The Santa Barbara area is Zen-like in that it has an abundance of hiking trails. Coming to the area for seven years, today Hannah and I find a new-to-us hike with a pot of gold at the end of the rainbow. Let me explain.
Different from most of hikes where Hannah and I are alone together, today Claudia, a regular on the trails in Santa Barbara, joins us. She is an example of the serendipity that comes to our lives when we just put ourselves out there.
You see, at pickleball in Santa Barbara, Hannah and I met her hubby Bill. One thing led to another and they came to our house for drinks, dinner, and Mormon Bridge, the Rothermel Family’s favorite card game. Over dinner, we learned of Claudia’s trail adventures and invited her along on our hike into the mountains above Montecito.
Following the lead of our daughter Molly and her hubby Tip who hiked this Hot Springs Trail just last week, we three come to the trailhead and find only one spot of the seven for parking.
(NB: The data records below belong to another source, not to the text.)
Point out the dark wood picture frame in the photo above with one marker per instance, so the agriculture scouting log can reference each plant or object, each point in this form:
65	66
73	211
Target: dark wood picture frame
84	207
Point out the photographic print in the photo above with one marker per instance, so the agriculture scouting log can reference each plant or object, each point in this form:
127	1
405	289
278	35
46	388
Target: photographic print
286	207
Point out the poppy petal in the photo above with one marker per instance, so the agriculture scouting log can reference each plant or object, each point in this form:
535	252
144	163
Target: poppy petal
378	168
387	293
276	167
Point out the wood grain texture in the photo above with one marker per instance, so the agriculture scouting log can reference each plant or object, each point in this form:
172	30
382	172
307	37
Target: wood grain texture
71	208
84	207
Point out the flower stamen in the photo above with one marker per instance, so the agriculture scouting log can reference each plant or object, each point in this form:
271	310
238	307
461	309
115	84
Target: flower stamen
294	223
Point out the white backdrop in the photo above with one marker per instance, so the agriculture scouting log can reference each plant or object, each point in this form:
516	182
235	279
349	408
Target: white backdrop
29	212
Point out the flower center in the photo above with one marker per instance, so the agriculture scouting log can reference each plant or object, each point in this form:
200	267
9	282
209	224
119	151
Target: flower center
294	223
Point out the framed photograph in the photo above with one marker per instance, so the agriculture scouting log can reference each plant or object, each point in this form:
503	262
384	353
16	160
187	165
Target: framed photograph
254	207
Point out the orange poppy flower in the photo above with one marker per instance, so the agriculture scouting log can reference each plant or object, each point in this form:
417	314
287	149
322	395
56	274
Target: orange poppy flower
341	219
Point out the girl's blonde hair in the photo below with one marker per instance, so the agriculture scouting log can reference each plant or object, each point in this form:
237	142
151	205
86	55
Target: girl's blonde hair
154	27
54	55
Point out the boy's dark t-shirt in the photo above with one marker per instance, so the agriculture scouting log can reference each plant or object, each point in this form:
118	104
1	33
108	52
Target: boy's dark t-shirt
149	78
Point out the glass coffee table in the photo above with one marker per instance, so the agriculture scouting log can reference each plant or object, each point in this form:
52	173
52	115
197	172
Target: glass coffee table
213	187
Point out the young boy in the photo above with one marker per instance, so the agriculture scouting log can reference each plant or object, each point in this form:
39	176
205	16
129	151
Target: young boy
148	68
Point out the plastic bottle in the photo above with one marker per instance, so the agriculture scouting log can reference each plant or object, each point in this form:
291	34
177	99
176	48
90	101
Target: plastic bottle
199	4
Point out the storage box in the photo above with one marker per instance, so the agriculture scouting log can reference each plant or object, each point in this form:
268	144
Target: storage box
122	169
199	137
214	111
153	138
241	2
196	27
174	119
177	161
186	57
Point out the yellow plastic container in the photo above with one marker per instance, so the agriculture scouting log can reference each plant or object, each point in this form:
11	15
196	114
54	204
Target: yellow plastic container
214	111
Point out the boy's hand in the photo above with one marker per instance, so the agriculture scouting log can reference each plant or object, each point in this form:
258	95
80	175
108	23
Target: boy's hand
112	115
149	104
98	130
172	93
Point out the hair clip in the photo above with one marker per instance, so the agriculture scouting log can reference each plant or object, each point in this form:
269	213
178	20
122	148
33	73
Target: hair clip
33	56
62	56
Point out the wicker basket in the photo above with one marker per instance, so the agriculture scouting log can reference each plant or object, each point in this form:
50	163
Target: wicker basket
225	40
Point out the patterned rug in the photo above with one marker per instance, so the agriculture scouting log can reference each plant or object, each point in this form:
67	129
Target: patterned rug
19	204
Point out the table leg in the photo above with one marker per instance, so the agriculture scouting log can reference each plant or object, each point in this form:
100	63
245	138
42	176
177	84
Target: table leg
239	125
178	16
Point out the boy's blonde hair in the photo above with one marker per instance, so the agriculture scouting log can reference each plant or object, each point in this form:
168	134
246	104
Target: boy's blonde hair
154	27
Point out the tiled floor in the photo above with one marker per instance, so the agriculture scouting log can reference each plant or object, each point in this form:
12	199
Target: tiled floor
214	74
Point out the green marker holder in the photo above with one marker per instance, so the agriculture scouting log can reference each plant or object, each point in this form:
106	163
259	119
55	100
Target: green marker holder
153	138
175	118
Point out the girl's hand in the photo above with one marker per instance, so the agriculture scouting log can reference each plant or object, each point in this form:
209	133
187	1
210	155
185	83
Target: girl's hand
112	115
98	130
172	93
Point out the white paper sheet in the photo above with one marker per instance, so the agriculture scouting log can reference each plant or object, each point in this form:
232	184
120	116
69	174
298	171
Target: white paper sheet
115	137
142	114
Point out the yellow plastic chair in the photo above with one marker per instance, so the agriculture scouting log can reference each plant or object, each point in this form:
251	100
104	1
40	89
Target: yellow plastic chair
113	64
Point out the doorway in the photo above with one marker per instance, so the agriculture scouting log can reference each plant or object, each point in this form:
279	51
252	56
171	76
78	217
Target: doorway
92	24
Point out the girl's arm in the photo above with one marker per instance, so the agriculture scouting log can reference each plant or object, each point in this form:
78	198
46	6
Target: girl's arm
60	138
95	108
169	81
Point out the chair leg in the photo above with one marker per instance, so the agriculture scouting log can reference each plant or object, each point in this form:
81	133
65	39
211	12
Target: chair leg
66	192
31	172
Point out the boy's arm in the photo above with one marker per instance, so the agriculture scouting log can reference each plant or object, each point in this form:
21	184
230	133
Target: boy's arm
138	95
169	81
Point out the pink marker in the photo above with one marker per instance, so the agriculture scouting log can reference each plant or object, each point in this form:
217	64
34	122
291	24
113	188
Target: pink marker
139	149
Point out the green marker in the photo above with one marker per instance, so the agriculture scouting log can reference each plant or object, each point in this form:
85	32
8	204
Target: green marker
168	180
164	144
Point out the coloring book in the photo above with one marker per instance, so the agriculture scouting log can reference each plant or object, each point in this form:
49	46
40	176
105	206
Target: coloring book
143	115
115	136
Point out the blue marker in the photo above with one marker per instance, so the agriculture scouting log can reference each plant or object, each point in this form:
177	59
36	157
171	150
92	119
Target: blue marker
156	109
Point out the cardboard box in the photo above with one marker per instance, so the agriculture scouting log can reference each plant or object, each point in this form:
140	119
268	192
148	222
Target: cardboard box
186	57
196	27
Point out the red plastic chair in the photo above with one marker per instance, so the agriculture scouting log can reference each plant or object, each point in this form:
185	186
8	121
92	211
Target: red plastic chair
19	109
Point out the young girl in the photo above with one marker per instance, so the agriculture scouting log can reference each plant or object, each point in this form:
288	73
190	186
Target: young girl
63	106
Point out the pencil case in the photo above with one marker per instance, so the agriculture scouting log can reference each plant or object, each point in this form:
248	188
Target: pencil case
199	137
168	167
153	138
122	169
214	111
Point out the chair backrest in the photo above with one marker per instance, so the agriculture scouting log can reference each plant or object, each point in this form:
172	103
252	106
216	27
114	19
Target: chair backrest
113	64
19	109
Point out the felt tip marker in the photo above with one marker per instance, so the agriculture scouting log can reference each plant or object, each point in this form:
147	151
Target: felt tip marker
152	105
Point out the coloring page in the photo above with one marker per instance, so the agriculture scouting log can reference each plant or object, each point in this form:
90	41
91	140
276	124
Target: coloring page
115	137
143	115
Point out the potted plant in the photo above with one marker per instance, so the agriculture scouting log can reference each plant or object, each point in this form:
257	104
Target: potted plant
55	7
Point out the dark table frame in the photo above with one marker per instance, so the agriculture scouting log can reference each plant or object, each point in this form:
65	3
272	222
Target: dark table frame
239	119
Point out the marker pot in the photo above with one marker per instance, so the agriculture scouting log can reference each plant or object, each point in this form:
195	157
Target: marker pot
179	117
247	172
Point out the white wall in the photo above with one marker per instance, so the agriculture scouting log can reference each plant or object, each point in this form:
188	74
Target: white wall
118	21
Hakuna Matata (no worries). If you, too, can’t find a parking spot, just around the corner on Riven Rock Road there is parking for 30+ vehicles.
On an unusually warm late February day going to 80F, we three take to the opening chute of the trail past the mansions of Montecito. At 830A, the trail is shaded with many places for two of us to walk side by side in conversation.
Since it’s not a long hike at 2.6 miles round trip, the trails modest 800’ elevation gain makes this a hike one families can do. In fact, we soon will see a dad with his one-year-old on the trail. Yes, he is carrying her, but there is a reason why she is along; and that’s at the end of the rainbow.
Like her husband Bill whom I teamed up with for pickleball just yesterday, Claudia is good company sharing her stories and wondering about our lives. We have a kindred spirit.
Though the McMenemy and Saddlerock Trails veer off our path, our trail is easy to follow as we crisscross the nearly dry creek into the mountains; due to the mini-drought of the winter of 2020, there are small pools here and there.
Arriving at one final creek crossing with the smell of sulfur in the air, we figure the hot spring pools Molly mentioned were just the small pools in the very dry creek bed. Not so fast my friends!
Turning back toward the trailhead, we soon see said father and his child. Chatting him up, we learn that he is off for a soak in the hot springs with his daughter. He lets us know it’s just a little further up the trail.
We would have totally missed the hot springs if the universe hadn’t intervened for our greater good. Zen Deux! Finding four iridescent pools of warm water with fascinating white strings of algae(?), we deboot to soak in the healing warm waters of Montecito’s Hot Springs.